More Demanding Professors Get Lower Evaluations

January 27th, 2014

An interesting study via WaPo from the Air Force Academy on the accuracy of teaching evaluations:

That would be fine if student evaluations illustrated teaching effectiveness and the areas where professors needed to get better. But they don’t. In fact, some evidence suggests that professors who receive high evaluations are actually worse teachers than their peers.

In a 2010 study at the Air Force Academy, where a standardized curriculum allows for convenient natural experiments, professors who got high marks from students tended to give out higher grades — and their students did worse in subsequent classes. For the more demanding professors, it was the opposite: They generally got lower student evaluations, but their students did better later on.

In other words, professors with lower expectations got rewarded, even though their students didn’t learn as much. The professors who assigned more work taught their students more, but they were punished for doing so.

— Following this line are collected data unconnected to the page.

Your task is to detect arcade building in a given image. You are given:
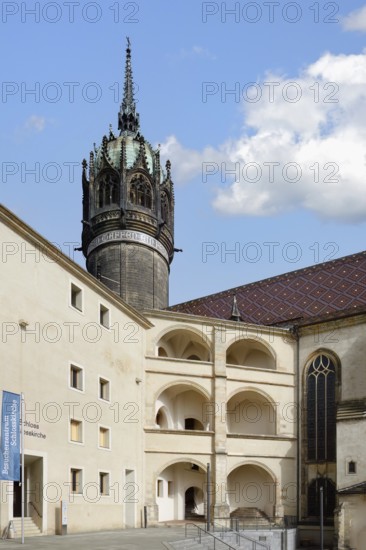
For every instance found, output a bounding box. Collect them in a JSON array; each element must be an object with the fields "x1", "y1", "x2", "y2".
[{"x1": 0, "y1": 41, "x2": 365, "y2": 549}]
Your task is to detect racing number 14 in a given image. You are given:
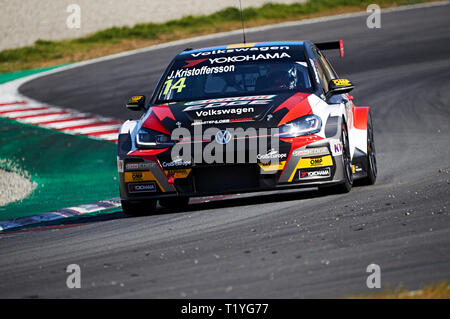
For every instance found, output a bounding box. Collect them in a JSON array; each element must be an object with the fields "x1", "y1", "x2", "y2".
[{"x1": 163, "y1": 77, "x2": 187, "y2": 95}]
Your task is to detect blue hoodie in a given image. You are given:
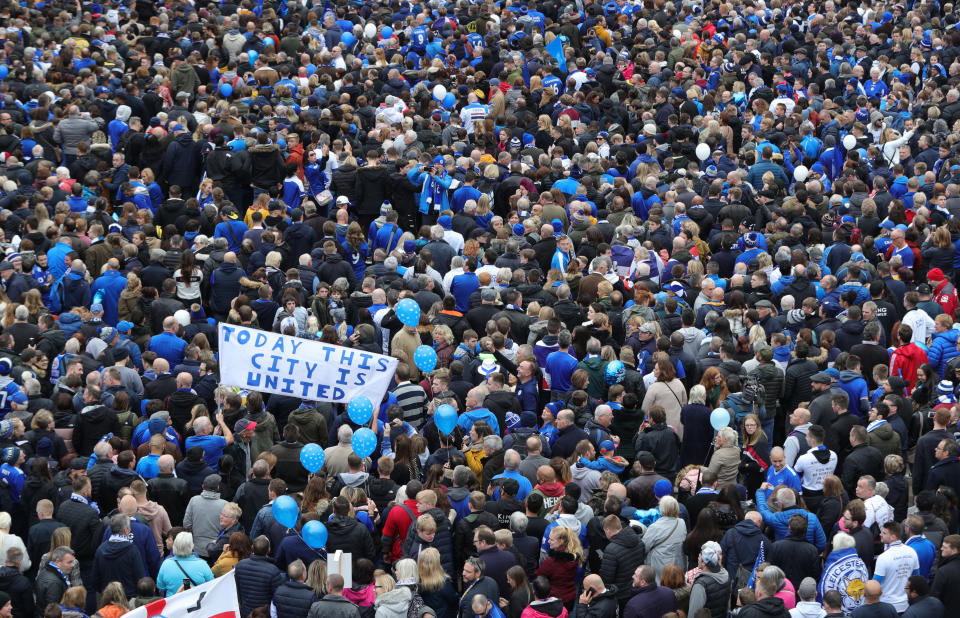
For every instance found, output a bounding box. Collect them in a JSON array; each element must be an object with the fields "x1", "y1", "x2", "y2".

Specifically, the study found:

Professors rated highly by their students tended to yield better results for students in their own classes, but the same students did worse in subsequent classes. The implication: highly rated professors actually taught students less, on average, than less popular profs.

Meanwhile, professors with higher academic rank, teaching experience and educational experience — what you might call “input measures” for performance — showed the reverse trend. Their students tended to do worse in that professor’s course, but better in subsequent courses. Presumably, they were learning more.

That conclusion invites another: students are, in essence, rewarding professors who award higher grades by giving them high ratings, and punishing professors who attempt to teach material in more depth by rating them poorly.

Anecdotally, I’ve heard that students prefer taking professors that give higher grades and less homework. I wouldn’t know this personally, because like the sadist I am, I took the hardest possible classes from professors at GMU that I knew would make me work hard for the grade, but I would learn so, so much. If you know GMU profs, I voluntarily took Professors Krauss and Lund twice. There were among my lowest grades in law school, but some of the greatest learning experiences of my life.

It’s a shame that students don’t go to school to learn, but are so fixated on the grade. Sure, employers look at the grades to hire someone. But what happens after you get the job? It’s not over. Your intelligence and skills, acquired during law school, will prove yourself as a lawyer, and a human being. And–as I often tell students–after the first or second job, grades matter much, much less.